Odessa Castle almost seems to have grown since Gremio last saw it. It’s absurd, really, a castle expanding on its own, because it’s not that it’s gotten any taller or wider or deeper, just emptier first and fuller after. They’ve cleared away the rubble on the topmost floor, the second is crowded with merchants and gamblers, and there are so many former Imperial Generals that they need an enclave all to themselves, with a rose garden on the roof.
But all this room, and Gremio’s not sure where his place is.

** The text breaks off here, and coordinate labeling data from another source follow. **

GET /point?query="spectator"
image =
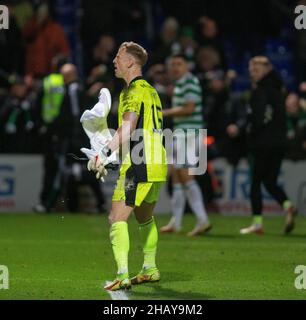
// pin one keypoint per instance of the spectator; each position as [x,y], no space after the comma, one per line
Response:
[225,118]
[296,128]
[167,43]
[11,48]
[267,140]
[45,39]
[23,11]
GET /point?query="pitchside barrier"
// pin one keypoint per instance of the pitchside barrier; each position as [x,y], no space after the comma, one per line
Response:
[21,177]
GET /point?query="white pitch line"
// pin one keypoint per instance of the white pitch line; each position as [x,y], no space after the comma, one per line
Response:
[118,294]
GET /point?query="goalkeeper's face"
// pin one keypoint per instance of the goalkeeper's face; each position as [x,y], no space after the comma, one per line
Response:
[122,63]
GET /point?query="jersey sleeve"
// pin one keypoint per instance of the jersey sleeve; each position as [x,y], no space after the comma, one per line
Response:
[132,102]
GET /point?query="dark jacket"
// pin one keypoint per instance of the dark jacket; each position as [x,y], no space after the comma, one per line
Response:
[267,121]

Everyone’s done such a good job in his absence. The walls are painted and the laundry is done and the cooks have already told Gremio, it’s fine, rest, but really resting is something he’s never liked to do and has done enough of these last two years, but that’s not the sort of thing one says to people. All things considered. That. But it leaves Gremio wandering the halls of a fortress he’ll be leaving tomorrow, and he’s already mistook the Young Master’s room once for the old one, and if everyone else has things well in hand there’s nothing to do but see to the Young Master’s comfort. He’s on the fourth floor now, or he should be, in the room that bears the standard.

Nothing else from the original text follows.